As women, we feel we have to be accessible to our loved ones 24/7.  Like a minuteman of the American Revolution, we are poised and ready to fix, find, take, make, or do whatever is needed to resolve any crisis, big or small. 
‘Mom, where are my pants?’  ‘Honey, can you fix this button?’  ‘I need this, now?’  ‘ I forgot to tell you, I have to be there by 2.’
We’re pushed and pulled like taffy on a table.  Stretch, fold, then turn and repeat.
At what point do we say  ‘No!’ ?  ‘My needs must be met, too.  My time is of value, and so am I.’ ‘ It’s my turn to have this found, that fixed, a favorite meal, and a big surprise.’  I am not selfish for wanting this.  I am human.  And, I have needs, too.
Some of us are smarter than others, having learned balance and boundaries at a very young age.
Others may allow themselves Mother’s Day, if there are children involved.  I didn’t have the skills necessary to carry off either of these.  I gave my family  ‘a pass’ even on Mother’s Day and my birthday.  I didn’t want them to be inconvenienced or to go to any trouble. I didn’t want them to spend their valuable money on me, when it could be better spent on themselves.
What a goof I was!  I really missed the whole point.  Now that I have blossomed into a bodacious, bold woman I demand that they treat me like a queen (or maybe a minor princess, or a lady -in-waiting...what do you want?  I’m new at this).  But, more important, I demand to be treated like a queen by me.  I Am royalty to this family.  I protected them, and their ‘land’ like any good sovereign should.  I saw that their lives were full, rewarding and safe.  I created Super Kid Day, celebrated half birthdays, and invented Sundae Sunday - a holiday in July with a gaudy tree, small gifts, and ice cream as the only dish for dinner.

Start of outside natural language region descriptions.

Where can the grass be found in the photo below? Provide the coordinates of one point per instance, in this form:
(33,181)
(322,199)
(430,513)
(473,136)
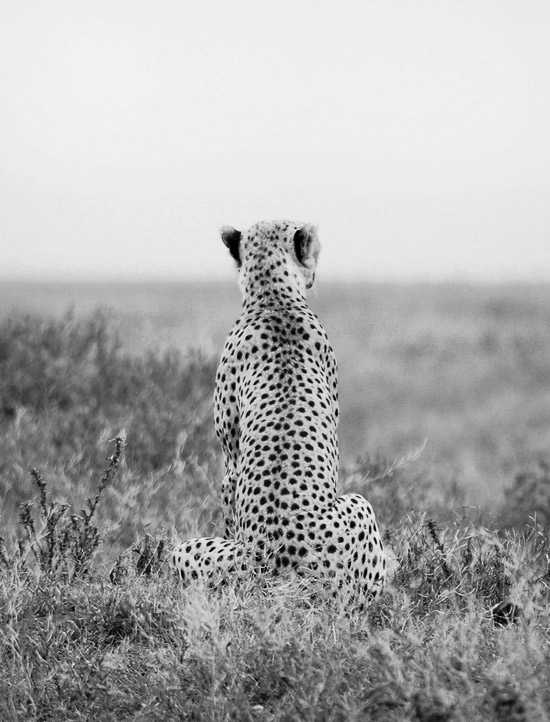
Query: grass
(105,452)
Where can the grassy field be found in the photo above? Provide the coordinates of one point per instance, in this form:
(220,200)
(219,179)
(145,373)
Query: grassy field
(445,396)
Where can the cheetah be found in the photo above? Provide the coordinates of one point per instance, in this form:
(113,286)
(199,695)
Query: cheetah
(276,415)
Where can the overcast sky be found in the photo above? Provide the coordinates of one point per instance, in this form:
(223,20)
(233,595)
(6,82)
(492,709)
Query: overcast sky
(415,134)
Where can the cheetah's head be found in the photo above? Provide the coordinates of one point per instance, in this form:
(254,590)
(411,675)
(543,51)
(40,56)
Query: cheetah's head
(274,253)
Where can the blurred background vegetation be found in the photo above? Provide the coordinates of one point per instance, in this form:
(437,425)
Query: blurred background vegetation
(444,393)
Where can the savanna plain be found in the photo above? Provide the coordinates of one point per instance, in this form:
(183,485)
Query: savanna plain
(107,453)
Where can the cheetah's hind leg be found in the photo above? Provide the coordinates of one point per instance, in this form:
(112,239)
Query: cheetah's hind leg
(209,558)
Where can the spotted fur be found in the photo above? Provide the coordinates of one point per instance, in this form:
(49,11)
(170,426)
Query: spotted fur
(276,415)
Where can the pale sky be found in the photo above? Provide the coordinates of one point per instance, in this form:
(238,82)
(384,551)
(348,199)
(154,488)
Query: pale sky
(414,134)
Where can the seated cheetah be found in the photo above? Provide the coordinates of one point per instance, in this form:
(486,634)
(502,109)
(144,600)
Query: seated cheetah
(276,413)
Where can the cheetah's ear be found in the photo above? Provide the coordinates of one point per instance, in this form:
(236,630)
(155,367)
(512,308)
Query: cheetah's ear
(307,246)
(232,239)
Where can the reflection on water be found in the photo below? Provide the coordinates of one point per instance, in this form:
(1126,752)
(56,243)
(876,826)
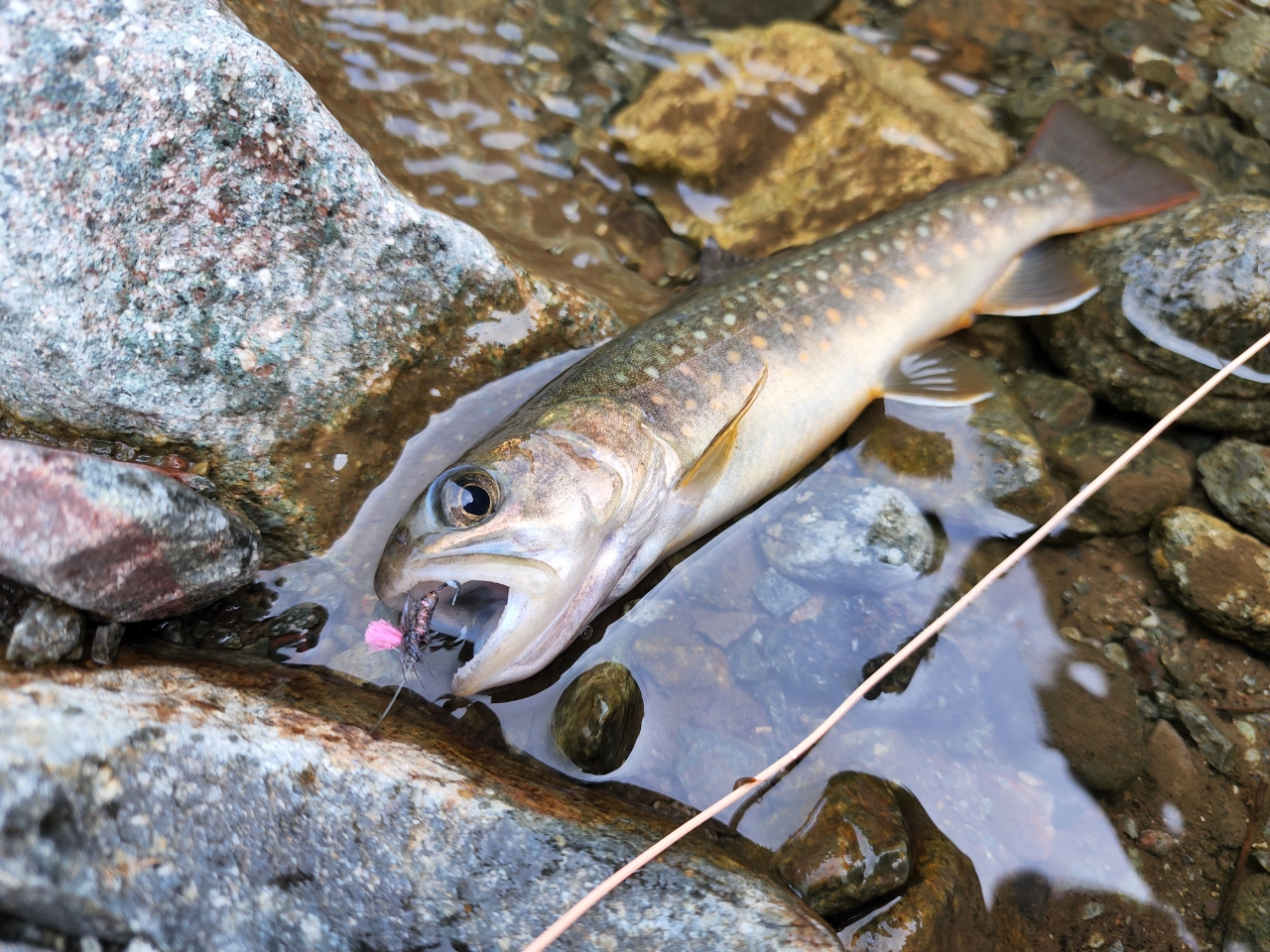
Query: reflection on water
(728,684)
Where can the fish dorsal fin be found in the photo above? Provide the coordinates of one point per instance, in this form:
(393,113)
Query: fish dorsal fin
(717,264)
(714,460)
(1040,281)
(938,376)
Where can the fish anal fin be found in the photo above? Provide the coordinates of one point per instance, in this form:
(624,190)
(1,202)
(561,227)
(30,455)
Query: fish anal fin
(1040,281)
(714,460)
(938,376)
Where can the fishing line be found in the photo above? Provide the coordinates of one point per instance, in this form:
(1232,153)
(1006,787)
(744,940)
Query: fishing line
(874,680)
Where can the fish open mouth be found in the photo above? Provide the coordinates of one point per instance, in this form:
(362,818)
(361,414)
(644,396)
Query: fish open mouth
(489,601)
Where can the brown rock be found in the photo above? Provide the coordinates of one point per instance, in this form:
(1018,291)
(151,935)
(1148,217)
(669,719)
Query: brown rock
(1219,574)
(1092,715)
(851,848)
(804,134)
(942,907)
(1157,479)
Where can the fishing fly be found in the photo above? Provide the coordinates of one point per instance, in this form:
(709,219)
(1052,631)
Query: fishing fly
(411,640)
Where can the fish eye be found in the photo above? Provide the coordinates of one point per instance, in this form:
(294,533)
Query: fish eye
(468,498)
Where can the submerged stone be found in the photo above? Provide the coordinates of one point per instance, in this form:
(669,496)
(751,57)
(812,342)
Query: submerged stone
(211,266)
(264,792)
(118,539)
(851,848)
(46,633)
(757,154)
(1236,476)
(1215,571)
(1183,293)
(597,719)
(1157,479)
(843,529)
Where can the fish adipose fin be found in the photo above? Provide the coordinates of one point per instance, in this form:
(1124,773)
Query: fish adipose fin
(938,376)
(710,465)
(1121,184)
(1040,281)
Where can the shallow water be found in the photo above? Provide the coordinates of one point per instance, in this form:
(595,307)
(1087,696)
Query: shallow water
(497,116)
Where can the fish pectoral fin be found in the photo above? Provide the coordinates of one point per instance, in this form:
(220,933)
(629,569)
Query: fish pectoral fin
(938,376)
(1040,281)
(714,460)
(716,263)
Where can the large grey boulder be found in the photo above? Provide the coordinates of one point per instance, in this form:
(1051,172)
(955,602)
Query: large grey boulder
(195,257)
(239,807)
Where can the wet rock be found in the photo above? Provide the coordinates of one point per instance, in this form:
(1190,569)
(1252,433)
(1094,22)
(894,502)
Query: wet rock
(851,848)
(778,594)
(1215,571)
(1056,405)
(843,529)
(1092,716)
(597,719)
(48,633)
(1218,749)
(942,906)
(225,789)
(1250,916)
(105,642)
(118,539)
(1183,293)
(982,465)
(779,175)
(1236,476)
(197,257)
(1169,765)
(1156,480)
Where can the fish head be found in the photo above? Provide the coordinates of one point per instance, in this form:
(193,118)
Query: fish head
(535,527)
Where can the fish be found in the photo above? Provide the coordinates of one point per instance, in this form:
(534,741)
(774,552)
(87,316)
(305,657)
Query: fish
(668,430)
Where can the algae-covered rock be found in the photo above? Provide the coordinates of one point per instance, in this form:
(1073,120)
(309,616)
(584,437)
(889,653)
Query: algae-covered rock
(852,846)
(980,465)
(1236,476)
(1215,571)
(1183,293)
(784,135)
(597,719)
(1157,479)
(843,529)
(942,907)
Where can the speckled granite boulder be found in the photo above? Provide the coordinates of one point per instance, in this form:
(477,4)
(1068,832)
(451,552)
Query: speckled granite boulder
(194,254)
(1182,293)
(122,540)
(229,807)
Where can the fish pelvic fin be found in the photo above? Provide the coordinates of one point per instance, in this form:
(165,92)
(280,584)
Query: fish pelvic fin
(714,460)
(1040,281)
(938,376)
(1121,184)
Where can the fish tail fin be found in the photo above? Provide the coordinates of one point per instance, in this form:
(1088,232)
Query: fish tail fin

I did it all for them so that they would feel honored, acknowledged and ever sooo special.  I created a childhood filled with demonstrations of how fantastically important they were to me.  And, I’d do it all again, in a heartbeat, if I could.  I taught them that they were loved and respected, not because of the gifts ( because there were never very many) but through my thoughts, words and deeds.
What I forgot to teach them, because I didn’t feel worthy, is that I am important, too.  I failed to provide them with the most basic fundamentals of honoring an individual. The value of self love and self worth.  I rarely demonstrated that my needs were important, or demanded that I be put first.  I never said  ‘I have to be here.’  ‘I need to go now.’ ‘ I’ll help you when I’m done.’  I failed to show them that if you can’t love and honor yourself, all the gifts and cake in the world just becomes stuff.
I realize now that I deserve to have a day in honor of my devotion and valuable years of service.  I deserve to carve out special time just for me, that includes bubble bathes, candlelight, a juicy book and chocolate cake.  I can put myself first every now and then because it’s healthy and right for all concerned.  
I don’t have to wait for Mother’s Day, or my birthday.  I can celebrate ME every damn day of my life.  I can love myself this morning, at lunch, and twice before bed!  I can honor my beauty, creativity, sensitivity, and kind heart.
No one will know how special I am, until I show them by honoring myself.  I am my biggest fan.  And, that’s as it should be.  In fact, I’m feeling a party coming on, right now.   It must be time to celebrate me, again.